参照:令和6年度保険料額表(東京都)|協会けんぽ(kyoukaikenpo.or.jp)
【役員給与月額80万円(標準報酬月額79万円)・役員賞与なし】
- 健康保険料:79万円×11.58%×12ヵ月=109万7,784円
- 厚生年金保険料:79万円×18.3%×12ヵ月=142万7,400円
⇒合計252万5,184円
【役員給与月額15万円(標準報酬月額15万円)・役員賞与780万円】
- 健康保険料(役員給与月額分):15万円×11.58%×12ヵ月=20万8,440円
- 厚生年金保険料(役員給与月額分):15万円×18.3%×12ヵ月=32万9,400円
- 健康保険料(役員賞与分):573万円×11.58%=66万3,534円
- 厚生年金保険料(役員賞与分):150万円×18.3%=27万4,500円
⇒合計147万5,874円
この例では、役員報酬スキームを採用することにより、社会保険料が年間104万9,310円抑えられます。
ただし、注意しなければならない点があります。
まず、家計のやりくりが厳しくなる可能性があります。また、将来受け取れる老齢厚生年金の額が少なくなります。
さらに、役員退職金の損金算入限度額は報酬月額を基準とすることになるので(功績倍率法)、退職まで10年を切っている場合にはおすすめできません。
その他にも、月次決算をする場合に、役員賞与の支給月に突出して大きな費用が計上されることにも注意が必要です。
まとめ
役員報酬は、設定の仕方等によっては、会社と個人の両方にとって税負担の軽減につながる可能性があります。会社と個人のそれぞれの税率を比較し、最も税負担が少なくなるよう調整することが大切です。また、特に役員賞与については「事前確定届出給与」の要件をみたさなければなりません。

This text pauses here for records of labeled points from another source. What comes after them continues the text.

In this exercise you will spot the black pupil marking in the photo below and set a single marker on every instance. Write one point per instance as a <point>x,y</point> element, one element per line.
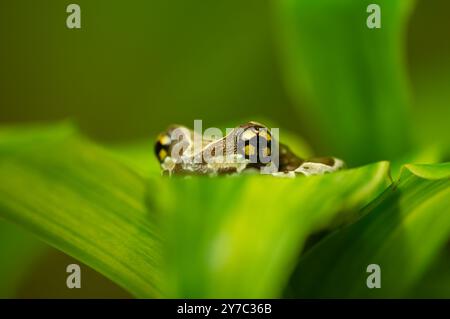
<point>162,150</point>
<point>251,140</point>
<point>257,147</point>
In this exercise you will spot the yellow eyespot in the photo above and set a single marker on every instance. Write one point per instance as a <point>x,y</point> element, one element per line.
<point>248,135</point>
<point>162,154</point>
<point>266,151</point>
<point>164,139</point>
<point>249,150</point>
<point>265,134</point>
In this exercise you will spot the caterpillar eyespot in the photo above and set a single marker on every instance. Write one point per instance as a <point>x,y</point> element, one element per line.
<point>247,147</point>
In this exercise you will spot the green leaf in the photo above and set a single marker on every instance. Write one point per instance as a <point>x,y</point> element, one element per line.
<point>241,236</point>
<point>81,200</point>
<point>405,231</point>
<point>347,80</point>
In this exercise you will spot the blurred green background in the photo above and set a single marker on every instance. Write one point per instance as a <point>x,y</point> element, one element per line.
<point>137,66</point>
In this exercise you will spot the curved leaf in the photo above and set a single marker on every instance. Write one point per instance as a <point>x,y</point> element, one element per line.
<point>240,237</point>
<point>404,231</point>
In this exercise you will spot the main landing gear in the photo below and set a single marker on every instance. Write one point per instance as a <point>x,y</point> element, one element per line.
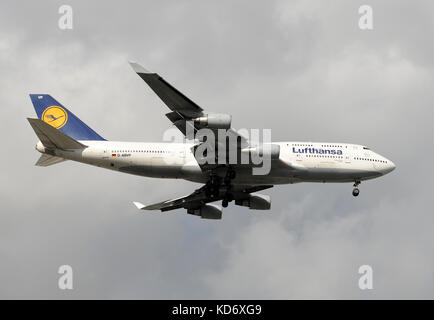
<point>356,190</point>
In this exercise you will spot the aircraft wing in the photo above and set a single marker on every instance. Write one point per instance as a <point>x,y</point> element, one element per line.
<point>199,197</point>
<point>184,110</point>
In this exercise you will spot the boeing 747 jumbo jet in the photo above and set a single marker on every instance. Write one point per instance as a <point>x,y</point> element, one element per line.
<point>63,136</point>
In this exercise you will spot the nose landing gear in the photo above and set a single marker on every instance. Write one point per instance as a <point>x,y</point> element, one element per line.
<point>356,190</point>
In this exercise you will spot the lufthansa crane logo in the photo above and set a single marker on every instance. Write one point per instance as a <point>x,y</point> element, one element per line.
<point>55,116</point>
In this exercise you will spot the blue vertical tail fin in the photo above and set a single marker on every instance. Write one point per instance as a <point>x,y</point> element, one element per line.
<point>55,114</point>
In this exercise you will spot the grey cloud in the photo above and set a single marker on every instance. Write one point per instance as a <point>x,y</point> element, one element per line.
<point>302,68</point>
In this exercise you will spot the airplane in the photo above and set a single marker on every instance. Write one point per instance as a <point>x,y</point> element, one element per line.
<point>63,136</point>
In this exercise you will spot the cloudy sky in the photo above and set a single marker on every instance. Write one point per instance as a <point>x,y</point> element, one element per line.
<point>302,68</point>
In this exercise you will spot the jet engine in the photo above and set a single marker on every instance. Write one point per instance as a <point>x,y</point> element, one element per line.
<point>207,211</point>
<point>255,201</point>
<point>214,121</point>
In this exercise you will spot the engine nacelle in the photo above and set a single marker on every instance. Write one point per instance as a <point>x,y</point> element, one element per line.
<point>215,121</point>
<point>207,211</point>
<point>256,201</point>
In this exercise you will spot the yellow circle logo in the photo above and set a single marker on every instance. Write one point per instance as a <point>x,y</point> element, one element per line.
<point>55,116</point>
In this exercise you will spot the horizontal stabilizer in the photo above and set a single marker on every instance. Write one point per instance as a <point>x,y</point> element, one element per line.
<point>47,160</point>
<point>53,138</point>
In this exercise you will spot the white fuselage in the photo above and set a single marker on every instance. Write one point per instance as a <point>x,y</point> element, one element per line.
<point>298,162</point>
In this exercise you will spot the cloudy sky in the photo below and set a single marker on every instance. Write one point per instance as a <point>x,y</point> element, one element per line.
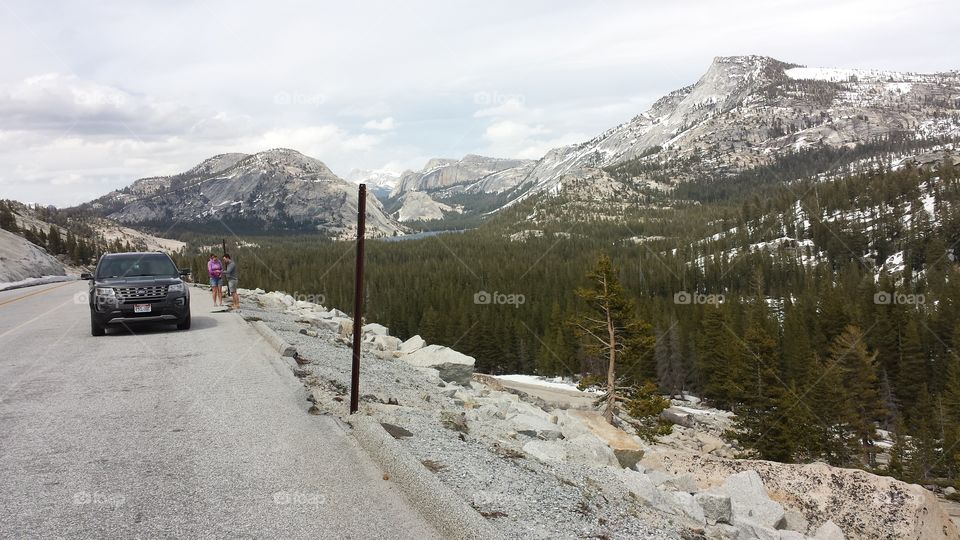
<point>96,94</point>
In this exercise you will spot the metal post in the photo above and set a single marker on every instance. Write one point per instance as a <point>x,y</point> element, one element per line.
<point>358,301</point>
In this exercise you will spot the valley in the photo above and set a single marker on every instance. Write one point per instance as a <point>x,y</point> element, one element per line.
<point>778,243</point>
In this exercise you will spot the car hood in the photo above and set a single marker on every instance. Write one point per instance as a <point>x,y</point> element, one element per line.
<point>137,280</point>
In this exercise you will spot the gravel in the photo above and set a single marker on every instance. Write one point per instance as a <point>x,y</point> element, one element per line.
<point>520,496</point>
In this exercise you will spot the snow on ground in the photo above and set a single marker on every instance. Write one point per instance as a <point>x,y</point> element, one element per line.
<point>558,383</point>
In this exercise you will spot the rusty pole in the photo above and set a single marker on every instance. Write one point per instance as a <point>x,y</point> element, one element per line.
<point>358,301</point>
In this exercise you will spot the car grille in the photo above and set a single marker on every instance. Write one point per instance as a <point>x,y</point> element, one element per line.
<point>137,295</point>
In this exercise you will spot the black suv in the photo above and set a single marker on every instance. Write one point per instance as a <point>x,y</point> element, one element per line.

そして、その前提として、決算時にどれくらいの利益が出ているか的確に予測できる必要があります。そのためには、月次決算を励行し、現在の経営状況を的確に把握できるようにしておかなければなりません。
さらに、役員報酬の年間総額のうち役員賞与の割合を大きくすることにより、社会保険料を節約することもできます。ただし、家計のやりくりが厳しくなるおそれ、退職金の損金算入限度額が低くなってしまうおそれがあること等に注意が必要です。